Os desafios da marginalidade
En realidad, los únicos a los que se les debería
permitir escribir libros de memorias
es a los aventureros sangrientos,
a las actrices de cine porno,
a los grandes detectives,
a los traficantes de drogas,
a los mendigos”.
Roberto Bolaño
Escrever memórias está, raramente, ao alcance destes sujeitos literários que Bolaño privilegia, pelo que teremos de continuar a ler as memórias aborrecidas de diplomatas conservadores, como Chateaubriand, ou, mesmo que ligeiramente romanceadas, as de um burguês rico, como Proust. Os grandes detetives têm-nos chegado por via de Simenon ou de Raymond Chandler e só os espiões (categoria que Bolaño não considera) têm uma representação digna na literatura, com Graham Greene ou John Le Carré.

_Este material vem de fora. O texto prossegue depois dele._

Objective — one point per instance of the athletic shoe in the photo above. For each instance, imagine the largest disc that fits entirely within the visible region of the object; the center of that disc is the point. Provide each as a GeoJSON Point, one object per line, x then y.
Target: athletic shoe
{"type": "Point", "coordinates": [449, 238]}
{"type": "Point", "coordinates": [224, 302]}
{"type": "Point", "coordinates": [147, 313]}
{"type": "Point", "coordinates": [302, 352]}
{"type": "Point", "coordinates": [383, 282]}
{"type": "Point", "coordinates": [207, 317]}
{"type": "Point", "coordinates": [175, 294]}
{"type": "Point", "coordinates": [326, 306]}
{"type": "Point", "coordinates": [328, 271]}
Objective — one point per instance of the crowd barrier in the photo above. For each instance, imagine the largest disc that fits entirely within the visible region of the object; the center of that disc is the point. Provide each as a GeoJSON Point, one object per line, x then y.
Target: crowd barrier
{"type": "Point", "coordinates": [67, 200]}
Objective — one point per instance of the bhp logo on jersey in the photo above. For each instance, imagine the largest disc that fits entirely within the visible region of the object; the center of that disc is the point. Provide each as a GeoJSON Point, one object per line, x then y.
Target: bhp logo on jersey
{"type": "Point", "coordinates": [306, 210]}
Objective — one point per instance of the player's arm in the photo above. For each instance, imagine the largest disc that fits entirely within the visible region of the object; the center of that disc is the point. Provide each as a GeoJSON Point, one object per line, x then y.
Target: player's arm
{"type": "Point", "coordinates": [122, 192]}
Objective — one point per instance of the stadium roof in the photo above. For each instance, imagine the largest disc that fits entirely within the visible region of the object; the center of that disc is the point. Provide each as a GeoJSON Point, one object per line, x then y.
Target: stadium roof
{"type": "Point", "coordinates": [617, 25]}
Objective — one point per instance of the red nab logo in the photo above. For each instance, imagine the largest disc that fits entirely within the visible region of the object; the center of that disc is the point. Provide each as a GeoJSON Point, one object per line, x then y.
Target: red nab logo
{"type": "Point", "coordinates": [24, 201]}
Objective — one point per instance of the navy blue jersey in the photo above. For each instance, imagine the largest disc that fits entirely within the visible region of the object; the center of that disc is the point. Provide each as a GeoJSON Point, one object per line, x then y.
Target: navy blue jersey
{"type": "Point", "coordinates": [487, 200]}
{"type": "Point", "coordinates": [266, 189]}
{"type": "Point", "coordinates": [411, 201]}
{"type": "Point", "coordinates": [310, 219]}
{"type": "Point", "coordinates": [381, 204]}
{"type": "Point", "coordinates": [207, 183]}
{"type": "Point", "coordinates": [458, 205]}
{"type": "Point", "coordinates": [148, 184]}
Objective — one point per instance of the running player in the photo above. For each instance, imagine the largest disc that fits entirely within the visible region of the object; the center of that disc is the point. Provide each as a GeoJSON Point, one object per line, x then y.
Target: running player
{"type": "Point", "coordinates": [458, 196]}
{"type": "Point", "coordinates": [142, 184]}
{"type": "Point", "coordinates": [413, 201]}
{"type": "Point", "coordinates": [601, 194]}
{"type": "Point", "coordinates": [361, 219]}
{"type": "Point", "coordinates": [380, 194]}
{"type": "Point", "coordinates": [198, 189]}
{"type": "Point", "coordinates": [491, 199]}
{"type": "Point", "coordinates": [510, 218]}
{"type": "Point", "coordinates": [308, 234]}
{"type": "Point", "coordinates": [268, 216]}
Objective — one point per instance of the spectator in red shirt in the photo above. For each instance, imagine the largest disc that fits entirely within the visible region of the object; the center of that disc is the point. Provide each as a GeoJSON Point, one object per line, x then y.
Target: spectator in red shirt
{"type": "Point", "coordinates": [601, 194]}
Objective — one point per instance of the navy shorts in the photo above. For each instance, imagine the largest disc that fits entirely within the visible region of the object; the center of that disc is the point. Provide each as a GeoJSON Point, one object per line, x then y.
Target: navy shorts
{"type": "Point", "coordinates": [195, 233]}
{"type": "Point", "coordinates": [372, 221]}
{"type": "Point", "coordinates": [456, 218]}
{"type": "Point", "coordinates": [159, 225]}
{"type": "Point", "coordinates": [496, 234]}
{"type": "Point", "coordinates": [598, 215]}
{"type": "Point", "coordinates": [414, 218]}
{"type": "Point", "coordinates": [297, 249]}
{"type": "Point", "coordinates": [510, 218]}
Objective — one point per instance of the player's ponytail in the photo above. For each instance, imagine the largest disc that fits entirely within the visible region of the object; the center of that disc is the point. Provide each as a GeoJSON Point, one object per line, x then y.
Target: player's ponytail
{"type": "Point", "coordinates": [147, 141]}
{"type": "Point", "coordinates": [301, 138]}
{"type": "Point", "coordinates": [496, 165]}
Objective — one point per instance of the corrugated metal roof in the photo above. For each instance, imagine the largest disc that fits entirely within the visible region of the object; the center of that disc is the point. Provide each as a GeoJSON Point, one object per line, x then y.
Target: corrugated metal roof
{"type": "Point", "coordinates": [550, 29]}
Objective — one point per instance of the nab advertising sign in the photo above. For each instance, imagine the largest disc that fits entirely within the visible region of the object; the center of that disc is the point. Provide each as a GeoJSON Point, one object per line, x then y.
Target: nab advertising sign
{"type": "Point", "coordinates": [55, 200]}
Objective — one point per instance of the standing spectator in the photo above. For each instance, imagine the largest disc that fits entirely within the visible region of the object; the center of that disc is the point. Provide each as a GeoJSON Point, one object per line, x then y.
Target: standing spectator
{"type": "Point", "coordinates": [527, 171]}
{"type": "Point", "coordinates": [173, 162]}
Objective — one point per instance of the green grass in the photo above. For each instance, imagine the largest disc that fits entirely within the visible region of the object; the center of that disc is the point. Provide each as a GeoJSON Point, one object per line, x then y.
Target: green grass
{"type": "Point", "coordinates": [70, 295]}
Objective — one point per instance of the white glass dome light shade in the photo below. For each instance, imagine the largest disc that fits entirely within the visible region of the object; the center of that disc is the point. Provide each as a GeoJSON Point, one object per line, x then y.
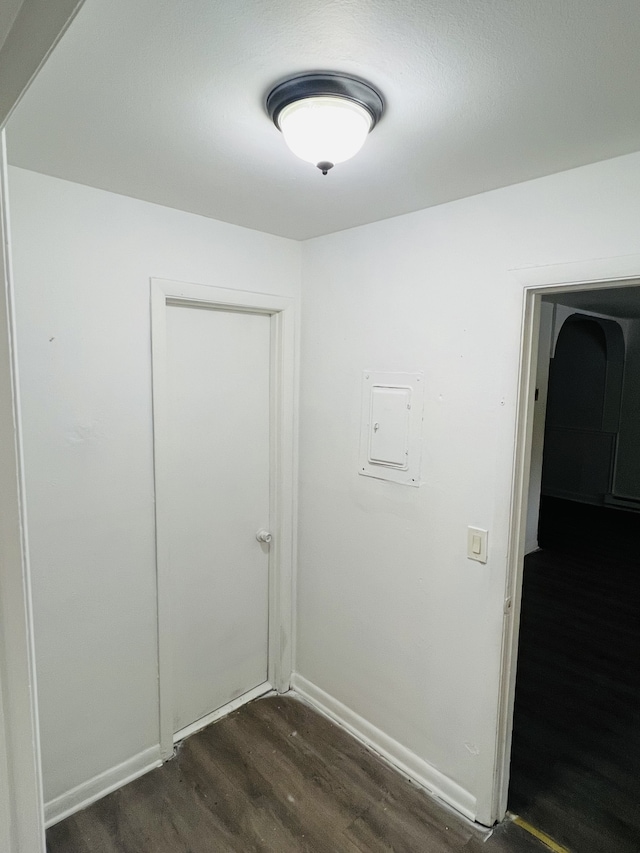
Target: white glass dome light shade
{"type": "Point", "coordinates": [325, 129]}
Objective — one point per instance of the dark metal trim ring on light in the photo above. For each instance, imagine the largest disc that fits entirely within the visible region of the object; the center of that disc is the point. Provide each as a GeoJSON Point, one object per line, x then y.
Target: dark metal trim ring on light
{"type": "Point", "coordinates": [319, 84]}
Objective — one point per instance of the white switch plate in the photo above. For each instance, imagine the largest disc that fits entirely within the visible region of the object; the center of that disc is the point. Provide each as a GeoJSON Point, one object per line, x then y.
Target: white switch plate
{"type": "Point", "coordinates": [477, 544]}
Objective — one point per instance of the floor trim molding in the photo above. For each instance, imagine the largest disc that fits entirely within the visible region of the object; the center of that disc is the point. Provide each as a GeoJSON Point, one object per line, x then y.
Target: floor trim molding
{"type": "Point", "coordinates": [255, 693]}
{"type": "Point", "coordinates": [402, 759]}
{"type": "Point", "coordinates": [104, 783]}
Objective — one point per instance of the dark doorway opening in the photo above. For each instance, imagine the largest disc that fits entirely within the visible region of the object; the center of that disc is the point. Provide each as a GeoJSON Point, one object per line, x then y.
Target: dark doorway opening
{"type": "Point", "coordinates": [575, 764]}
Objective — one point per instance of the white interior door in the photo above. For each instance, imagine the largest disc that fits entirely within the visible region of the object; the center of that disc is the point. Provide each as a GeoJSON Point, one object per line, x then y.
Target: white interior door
{"type": "Point", "coordinates": [217, 409]}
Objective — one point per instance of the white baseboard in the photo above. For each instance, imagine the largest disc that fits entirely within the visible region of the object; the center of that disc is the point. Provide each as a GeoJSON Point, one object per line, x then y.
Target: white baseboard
{"type": "Point", "coordinates": [104, 783]}
{"type": "Point", "coordinates": [408, 763]}
{"type": "Point", "coordinates": [214, 716]}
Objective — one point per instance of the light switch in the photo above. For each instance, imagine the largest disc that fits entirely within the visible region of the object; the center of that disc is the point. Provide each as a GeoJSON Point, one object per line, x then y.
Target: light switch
{"type": "Point", "coordinates": [477, 544]}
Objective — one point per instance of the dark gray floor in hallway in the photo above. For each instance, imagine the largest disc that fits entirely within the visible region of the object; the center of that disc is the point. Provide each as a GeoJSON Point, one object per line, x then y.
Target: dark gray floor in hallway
{"type": "Point", "coordinates": [575, 770]}
{"type": "Point", "coordinates": [275, 776]}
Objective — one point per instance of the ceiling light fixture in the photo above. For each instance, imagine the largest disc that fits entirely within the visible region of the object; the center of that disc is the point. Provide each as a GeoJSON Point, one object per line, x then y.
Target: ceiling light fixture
{"type": "Point", "coordinates": [324, 118]}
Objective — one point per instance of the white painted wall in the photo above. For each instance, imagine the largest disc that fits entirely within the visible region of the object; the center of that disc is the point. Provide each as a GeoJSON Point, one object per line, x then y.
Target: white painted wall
{"type": "Point", "coordinates": [394, 621]}
{"type": "Point", "coordinates": [82, 260]}
{"type": "Point", "coordinates": [545, 339]}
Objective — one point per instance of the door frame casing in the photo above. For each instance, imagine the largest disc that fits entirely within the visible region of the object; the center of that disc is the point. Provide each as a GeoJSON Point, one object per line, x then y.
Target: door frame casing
{"type": "Point", "coordinates": [282, 479]}
{"type": "Point", "coordinates": [595, 274]}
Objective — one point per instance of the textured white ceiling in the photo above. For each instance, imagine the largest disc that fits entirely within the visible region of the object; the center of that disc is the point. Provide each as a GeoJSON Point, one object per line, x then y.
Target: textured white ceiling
{"type": "Point", "coordinates": [163, 100]}
{"type": "Point", "coordinates": [8, 11]}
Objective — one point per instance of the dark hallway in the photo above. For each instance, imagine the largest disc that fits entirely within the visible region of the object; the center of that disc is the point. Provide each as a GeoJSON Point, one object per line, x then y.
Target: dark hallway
{"type": "Point", "coordinates": [576, 741]}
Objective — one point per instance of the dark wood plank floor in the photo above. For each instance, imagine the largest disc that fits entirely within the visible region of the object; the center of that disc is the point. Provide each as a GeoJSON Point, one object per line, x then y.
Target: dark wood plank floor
{"type": "Point", "coordinates": [275, 776]}
{"type": "Point", "coordinates": [576, 747]}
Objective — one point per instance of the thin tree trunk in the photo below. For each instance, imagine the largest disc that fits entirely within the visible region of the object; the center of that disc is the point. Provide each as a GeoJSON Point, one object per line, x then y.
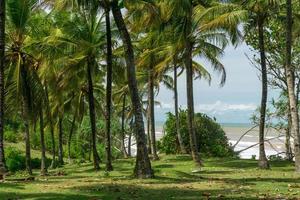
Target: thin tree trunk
{"type": "Point", "coordinates": [26, 104]}
{"type": "Point", "coordinates": [43, 147]}
{"type": "Point", "coordinates": [148, 130]}
{"type": "Point", "coordinates": [190, 96]}
{"type": "Point", "coordinates": [53, 162]}
{"type": "Point", "coordinates": [109, 166]}
{"type": "Point", "coordinates": [143, 166]}
{"type": "Point", "coordinates": [92, 115]}
{"type": "Point", "coordinates": [182, 148]}
{"type": "Point", "coordinates": [289, 153]}
{"type": "Point", "coordinates": [263, 162]}
{"type": "Point", "coordinates": [2, 63]}
{"type": "Point", "coordinates": [60, 142]}
{"type": "Point", "coordinates": [70, 136]}
{"type": "Point", "coordinates": [129, 138]}
{"type": "Point", "coordinates": [291, 85]}
{"type": "Point", "coordinates": [151, 112]}
{"type": "Point", "coordinates": [123, 128]}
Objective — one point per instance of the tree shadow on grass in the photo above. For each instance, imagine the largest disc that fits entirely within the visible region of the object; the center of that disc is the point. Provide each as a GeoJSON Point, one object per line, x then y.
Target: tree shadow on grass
{"type": "Point", "coordinates": [123, 191]}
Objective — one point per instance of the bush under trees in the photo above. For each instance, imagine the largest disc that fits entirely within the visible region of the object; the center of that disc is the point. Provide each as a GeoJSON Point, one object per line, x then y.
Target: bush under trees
{"type": "Point", "coordinates": [211, 138]}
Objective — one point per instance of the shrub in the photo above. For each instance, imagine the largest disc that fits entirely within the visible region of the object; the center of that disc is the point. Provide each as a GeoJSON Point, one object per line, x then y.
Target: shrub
{"type": "Point", "coordinates": [211, 138]}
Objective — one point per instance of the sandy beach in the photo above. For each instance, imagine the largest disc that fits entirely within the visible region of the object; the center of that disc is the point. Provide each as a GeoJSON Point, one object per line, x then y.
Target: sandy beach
{"type": "Point", "coordinates": [273, 146]}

A literatura e a vida têm fronteiras não-ditas, nem claras, mas sabemos desde Pessoa (ou até antes, se lermos Keats ou Emily Dickinson) que o sujeito que escreve põe, nesse mesmo movimento, uma barreira entre si e a vida (ou a “vidinha”, como diria O’Neill). Assim, é Stevenson ou até Céline que pode trazer-nos os “aventureiros sangrentos”, é Henry Miller ou Colette que nos podem levar junto ao equivalente das “estrelas de cinema pornográfico”, Gorki ou Knut Hamsun (bela reunião!) perto dos mendigos e quanto aos traficantes de droga talvez De Quincey ou Burroughs nos pudessem oferecer algumas luzes, do ponto de vista do consumidor...
A atração da literatura pelos marginais compreende-se facilmente, se pensarmos quão marginal é a atitude propriamente literária em relação à literatura de consumo que domina os mercados. Mas é raro que a escrita do próprio marginal constitua uma grande peça literária, se excetuarmos Jean Genet. Escritores que, para valorizar a sua escrita, assumem poses marginais (Bukowski, Burroughs) são um outro grupo e formam uma outra divisão.
Lowry é um grande escritor que passa pela droga como experiência de dor e não de glória. Coleridge já era um grande poeta quando escreveu, drogado pelo ópio, o seu Kublai Khan. Mas quem se lembra de Caryl Chessman ou de Albertine Sarrazin?
Há, nalguma crítica remanescente daqueles que ainda se interessam por poesia, um fascínio pela velha atitude de “épater le bourgeois”, que, sabendo que há muito o burguês recuperou para a decoração das suas casas ou das suas almas os mais terríveis desafios do modernismo, aposta então naqueles de quem ninguém fala, julgando-os os únicos isentos de compromissos com o corrupto meio literário. Ressalvando alguns casos, dificilmente vejo nos génios ignorados que esses críticos nos trazem à luz uma verdadeira capacidade de questionar a literatura, que encontro em autores que eles considerarão mainstream, mas dos quais também ninguém fala (o espaço é pouco para tantos romances americanos...).
Quem por certo foi um marginal durante toda a sua vida foi Luís de Camões. Este verão, a minha leitura de férias tem sido a biografia do poeta por Isabel Rio Novo. É uma biografia que consegue, a partir da raríssima documentação, apresentar-nos a narrativa de uma vida, sempre com o cuidado de nos avisar quando entra no terreno das conjeturas, mas baseando-se numa sólida fundamentação histórica e relendo com atenção os mais antigos biógrafos.
Mas, no tempo de Camões, ser um marginal não era nenhuma glória para um poeta e, por isso, ele de modo algum se vê satisfeito ou orgulhoso com esse seu estatuto. Porque a obra pode ser grande e imortal, e o autor ter consciência disso, mas como pode um “bicho da terra tão pequeno” reequilibrar o “desconcerto do mundo”, que premeia os medíocres e os maus e faz aos bons passar trabalhos e sofrimentos sem fim?